The bishop represented the Coptic Church in the 50-member committee that drafted the recent constitutional amendments, passed in January’s referendum.
In a press statement made during an ongoing visit to the UAE Coptic Patriarch Pope Tawadros II said the church would not support a specific candidate during the upcoming presidential elections, adding that the candidates would present their programs on which the citizens, Muslims or Copts, would vote.
Indeed, Coptic author Soliman Shafiq rejected the notion that all Christians support Sisi.

In a May 5 statement on his Facebok page, he noted that the military had reneged on its commitments to renovate the demolished churches in Upper Egypt’s governorates.

Supporters of Mohamed Morsi had attacked dozens of churches in different governorates following the dispersal of the pro-Muslim Brotherhood Rabaa al-Adaweya and Nahda Square sit-ins.

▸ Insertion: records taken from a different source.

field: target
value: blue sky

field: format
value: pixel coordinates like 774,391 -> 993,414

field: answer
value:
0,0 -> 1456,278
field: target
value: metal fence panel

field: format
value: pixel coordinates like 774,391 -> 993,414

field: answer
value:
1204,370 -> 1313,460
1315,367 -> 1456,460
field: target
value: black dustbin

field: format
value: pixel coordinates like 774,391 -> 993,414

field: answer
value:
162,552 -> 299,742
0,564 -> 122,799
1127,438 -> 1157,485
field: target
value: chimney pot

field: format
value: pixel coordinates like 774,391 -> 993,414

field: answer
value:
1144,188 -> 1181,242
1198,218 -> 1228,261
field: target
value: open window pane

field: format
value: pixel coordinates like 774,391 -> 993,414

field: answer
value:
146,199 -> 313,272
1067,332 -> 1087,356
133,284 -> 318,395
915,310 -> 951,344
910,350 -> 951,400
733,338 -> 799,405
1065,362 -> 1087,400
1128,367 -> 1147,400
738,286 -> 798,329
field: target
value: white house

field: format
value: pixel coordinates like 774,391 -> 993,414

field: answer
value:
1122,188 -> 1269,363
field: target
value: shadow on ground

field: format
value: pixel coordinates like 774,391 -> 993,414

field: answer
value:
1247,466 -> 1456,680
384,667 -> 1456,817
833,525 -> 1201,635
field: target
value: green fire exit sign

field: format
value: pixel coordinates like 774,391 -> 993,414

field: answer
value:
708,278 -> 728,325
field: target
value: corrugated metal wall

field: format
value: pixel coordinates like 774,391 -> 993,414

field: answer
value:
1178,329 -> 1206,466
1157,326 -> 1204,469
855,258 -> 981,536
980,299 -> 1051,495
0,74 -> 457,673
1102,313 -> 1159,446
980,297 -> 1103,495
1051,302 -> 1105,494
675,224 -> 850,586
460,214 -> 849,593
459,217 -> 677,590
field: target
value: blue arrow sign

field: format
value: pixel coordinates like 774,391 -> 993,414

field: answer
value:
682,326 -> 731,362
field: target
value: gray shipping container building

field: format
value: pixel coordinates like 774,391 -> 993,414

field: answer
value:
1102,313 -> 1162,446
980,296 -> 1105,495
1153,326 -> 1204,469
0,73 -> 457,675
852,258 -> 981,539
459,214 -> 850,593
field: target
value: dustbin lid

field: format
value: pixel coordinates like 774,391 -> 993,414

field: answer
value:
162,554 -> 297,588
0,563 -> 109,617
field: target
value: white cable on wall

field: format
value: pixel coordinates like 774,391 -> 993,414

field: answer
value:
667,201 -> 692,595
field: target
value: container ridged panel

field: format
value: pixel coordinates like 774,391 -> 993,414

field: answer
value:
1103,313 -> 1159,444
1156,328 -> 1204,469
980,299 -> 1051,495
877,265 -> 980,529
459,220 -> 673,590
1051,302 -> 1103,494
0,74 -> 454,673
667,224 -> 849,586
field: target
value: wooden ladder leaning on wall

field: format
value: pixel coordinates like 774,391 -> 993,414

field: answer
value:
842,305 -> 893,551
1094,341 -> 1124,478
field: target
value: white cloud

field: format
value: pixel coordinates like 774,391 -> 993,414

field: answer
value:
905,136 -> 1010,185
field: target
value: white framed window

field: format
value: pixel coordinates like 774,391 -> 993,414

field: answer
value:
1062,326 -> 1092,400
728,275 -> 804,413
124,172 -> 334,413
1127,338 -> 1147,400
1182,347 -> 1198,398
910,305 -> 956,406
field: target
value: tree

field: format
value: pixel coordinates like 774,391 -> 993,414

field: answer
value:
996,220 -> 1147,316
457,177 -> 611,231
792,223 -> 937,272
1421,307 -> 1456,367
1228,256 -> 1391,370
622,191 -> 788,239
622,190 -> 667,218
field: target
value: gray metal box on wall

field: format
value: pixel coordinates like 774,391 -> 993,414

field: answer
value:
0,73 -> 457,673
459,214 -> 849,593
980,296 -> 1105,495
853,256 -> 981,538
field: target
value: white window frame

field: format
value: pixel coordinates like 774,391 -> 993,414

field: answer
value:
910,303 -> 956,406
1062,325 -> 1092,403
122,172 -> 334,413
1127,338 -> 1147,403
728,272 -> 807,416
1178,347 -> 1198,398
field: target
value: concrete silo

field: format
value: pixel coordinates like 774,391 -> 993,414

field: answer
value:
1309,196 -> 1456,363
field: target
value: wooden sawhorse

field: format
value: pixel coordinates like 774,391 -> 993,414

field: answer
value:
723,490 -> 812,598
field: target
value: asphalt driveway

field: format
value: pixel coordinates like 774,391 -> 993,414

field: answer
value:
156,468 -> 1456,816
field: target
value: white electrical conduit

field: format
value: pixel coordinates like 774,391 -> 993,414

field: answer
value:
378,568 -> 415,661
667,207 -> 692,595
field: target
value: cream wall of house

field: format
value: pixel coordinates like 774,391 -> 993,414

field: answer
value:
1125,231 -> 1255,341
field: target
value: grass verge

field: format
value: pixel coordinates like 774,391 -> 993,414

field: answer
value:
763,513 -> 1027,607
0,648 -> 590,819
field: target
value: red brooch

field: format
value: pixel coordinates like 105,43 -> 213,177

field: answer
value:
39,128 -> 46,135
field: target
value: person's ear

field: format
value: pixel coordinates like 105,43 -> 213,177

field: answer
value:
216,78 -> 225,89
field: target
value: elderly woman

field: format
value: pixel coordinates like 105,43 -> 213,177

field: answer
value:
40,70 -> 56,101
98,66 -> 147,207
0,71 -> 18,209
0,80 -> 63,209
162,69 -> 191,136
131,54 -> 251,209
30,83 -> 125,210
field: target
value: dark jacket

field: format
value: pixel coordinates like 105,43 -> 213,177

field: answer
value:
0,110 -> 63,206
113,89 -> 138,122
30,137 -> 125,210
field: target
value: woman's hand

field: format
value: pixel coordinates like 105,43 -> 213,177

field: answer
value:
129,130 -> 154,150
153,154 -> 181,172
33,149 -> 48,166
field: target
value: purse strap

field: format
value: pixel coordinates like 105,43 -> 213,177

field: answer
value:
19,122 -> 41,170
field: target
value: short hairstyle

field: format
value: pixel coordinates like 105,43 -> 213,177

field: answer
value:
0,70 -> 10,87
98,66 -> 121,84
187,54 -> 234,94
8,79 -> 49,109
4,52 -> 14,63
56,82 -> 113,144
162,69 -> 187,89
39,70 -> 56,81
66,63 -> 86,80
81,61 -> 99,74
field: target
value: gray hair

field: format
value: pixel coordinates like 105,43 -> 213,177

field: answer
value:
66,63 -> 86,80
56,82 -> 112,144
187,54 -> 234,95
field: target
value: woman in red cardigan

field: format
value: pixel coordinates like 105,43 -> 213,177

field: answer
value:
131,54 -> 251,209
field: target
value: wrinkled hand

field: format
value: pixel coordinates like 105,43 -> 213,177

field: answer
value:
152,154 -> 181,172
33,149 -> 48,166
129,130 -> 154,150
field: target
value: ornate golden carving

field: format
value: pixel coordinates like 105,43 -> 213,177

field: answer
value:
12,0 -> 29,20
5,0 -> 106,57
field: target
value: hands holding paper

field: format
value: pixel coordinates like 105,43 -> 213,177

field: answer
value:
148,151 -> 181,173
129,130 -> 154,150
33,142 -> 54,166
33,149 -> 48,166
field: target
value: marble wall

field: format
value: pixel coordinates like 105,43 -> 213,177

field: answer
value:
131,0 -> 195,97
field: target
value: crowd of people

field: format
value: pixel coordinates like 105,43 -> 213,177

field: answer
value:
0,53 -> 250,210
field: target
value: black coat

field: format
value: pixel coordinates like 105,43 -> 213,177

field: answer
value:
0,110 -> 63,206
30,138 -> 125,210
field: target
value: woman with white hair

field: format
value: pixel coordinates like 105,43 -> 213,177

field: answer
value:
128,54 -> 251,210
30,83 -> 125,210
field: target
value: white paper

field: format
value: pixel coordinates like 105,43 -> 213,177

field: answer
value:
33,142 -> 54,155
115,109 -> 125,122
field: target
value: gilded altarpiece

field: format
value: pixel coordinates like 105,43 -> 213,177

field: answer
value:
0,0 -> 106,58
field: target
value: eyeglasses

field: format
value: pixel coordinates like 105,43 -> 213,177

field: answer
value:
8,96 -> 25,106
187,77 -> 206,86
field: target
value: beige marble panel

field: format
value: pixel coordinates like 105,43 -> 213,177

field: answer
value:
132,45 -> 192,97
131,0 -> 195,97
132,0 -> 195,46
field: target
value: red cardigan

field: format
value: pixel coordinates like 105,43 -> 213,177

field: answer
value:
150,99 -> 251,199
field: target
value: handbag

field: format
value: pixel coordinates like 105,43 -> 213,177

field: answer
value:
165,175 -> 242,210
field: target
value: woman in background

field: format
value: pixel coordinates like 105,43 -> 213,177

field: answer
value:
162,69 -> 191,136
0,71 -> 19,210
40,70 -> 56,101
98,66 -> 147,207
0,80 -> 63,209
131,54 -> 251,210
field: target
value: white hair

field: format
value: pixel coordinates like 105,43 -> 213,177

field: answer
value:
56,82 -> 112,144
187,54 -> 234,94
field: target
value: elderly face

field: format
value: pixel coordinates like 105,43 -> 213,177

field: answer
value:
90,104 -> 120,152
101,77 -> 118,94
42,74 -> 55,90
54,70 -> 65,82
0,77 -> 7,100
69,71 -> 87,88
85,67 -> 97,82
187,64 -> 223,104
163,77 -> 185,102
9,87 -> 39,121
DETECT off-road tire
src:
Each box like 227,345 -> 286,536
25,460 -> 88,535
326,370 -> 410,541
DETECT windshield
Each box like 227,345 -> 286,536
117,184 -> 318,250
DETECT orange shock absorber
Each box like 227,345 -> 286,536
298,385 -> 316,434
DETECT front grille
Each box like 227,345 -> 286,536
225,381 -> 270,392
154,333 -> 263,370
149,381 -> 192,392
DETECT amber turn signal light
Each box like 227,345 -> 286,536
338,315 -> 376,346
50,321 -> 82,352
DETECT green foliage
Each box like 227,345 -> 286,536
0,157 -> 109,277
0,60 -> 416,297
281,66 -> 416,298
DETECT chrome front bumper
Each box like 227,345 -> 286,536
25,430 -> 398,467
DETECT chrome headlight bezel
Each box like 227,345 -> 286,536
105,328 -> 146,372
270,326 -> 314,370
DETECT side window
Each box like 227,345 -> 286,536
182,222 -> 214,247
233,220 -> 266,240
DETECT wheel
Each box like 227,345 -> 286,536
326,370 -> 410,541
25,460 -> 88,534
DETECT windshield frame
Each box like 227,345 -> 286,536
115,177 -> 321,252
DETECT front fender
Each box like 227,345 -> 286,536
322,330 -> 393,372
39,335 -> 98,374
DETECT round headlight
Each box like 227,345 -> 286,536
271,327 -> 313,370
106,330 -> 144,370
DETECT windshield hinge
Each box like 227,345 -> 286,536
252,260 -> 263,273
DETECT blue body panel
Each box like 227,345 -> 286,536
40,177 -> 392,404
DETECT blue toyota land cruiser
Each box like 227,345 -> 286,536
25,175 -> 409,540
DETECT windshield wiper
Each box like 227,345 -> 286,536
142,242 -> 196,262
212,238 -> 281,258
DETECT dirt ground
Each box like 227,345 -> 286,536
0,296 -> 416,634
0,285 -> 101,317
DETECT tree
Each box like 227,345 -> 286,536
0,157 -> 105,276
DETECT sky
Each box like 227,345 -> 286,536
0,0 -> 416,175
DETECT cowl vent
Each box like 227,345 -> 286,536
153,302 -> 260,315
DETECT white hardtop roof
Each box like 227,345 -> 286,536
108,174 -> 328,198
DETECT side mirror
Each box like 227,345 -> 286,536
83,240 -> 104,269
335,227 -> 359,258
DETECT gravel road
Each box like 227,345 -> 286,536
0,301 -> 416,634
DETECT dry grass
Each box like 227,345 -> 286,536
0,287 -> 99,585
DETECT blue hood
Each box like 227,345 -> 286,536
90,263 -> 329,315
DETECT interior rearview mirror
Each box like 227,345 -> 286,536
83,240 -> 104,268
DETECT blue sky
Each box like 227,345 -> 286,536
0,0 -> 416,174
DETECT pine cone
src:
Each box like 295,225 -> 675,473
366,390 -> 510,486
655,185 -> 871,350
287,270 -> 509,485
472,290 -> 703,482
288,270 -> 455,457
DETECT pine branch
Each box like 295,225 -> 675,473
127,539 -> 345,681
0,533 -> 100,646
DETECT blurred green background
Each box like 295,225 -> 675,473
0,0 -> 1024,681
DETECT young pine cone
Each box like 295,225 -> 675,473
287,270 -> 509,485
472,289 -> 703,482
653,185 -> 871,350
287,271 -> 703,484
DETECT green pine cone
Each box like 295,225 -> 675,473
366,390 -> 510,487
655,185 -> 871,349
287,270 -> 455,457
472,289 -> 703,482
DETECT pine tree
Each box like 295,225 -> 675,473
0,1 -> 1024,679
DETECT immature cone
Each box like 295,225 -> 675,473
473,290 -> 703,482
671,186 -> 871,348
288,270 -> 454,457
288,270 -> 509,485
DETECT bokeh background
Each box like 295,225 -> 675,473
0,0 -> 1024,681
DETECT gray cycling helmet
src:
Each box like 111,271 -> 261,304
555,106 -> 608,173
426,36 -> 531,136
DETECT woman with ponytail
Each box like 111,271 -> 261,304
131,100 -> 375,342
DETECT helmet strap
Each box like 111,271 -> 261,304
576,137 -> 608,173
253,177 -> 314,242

Upper Egyptian areas like Minya were particularly affected and the military had pledged to rebuild and renovate affected churches.

Shafiq claimed the Engineering Authority of the Armed Forces renovated the Rabaa al-Adaweya Mosque following its dispersal but “ignored” Copts who were thus forced to celebrate Easter “in the ruins of their churches.”

Salafi Nour Party

Many Copts expressed anxiety over a rapprochement between Sisi and Salafis, in light of a campaign launched by the Nour Party to endorse his candidacy.
Coptic intellectual Kamal Ghobrial told The Cairo Post Sunday that dissolving religious parties is a “necessary” top priority to pave the path towards unification of the country’s education and the consequent elimination of terrorist ideas that dominate the mentality of extremists.

The Salafi Nour party itself has been attacked by many who cite Article 74 of the constitution, which bans religious parties. Coptic activist Medhat Kelada filed a lawsuit to ban the Nour Party on Jan. 18, and said in a press statement that the Administrative Court was scheduled to take a decision in June.

Conversely, Bishop Paula praised the rapprochement between Sisi and the Salafis, saying, “It came in the framework of his cordial relations with different categories of Egyptian people.” He added that Sisi is a religious person but “does not adopt the extremist approach.”

Paula’s vision corresponds to the recent statement issued by leading member of Nour Party Nader Bakar who described Sisi as an Islamist candidate. He said in an interview with Al-Hayat Satellite Channel that while the presidential candidate did affiliate himself with any Islamist movements, he adopts the Islamic thoughts of the Egyptian people.

New Sadat era

“We could face a new era of discrimination like what happened during the term of former President Anwar Sadat,” said Yosab Abadeer, a Coptic dentist.
He described the relation between the Nour Party and Sisi as a deal in which the Islamist party would support the roadmap in return for the maintenance of their place on Egypt’s political scene.

He told The Cairo Post the matter is not limited to rapprochement between Sisi and the Nour Party, but extends to the religious speech adopted by the presidential runner.
He added that Sisi repeated the phrase, “As a Muslim” during his interview last week with CBC and ONTV satellite channels to promote himself as a “believer president.”

Former President Anwar Sadat was keen to promote himself as a religious president. His rule witnessed a number of clashes between the church and the state due to violence committed against Copts. Many experts blamed the then sectarian atmosphere in the country on Sadat’s allowing of extremists to perform a political role.

Ghobrial described the Islamic tone witnessed in Sisi’s electoral speech as disturbing. He added, “I think that while he will not adopt a hostile approach against the Copts, he will not allow them to participate in political life.”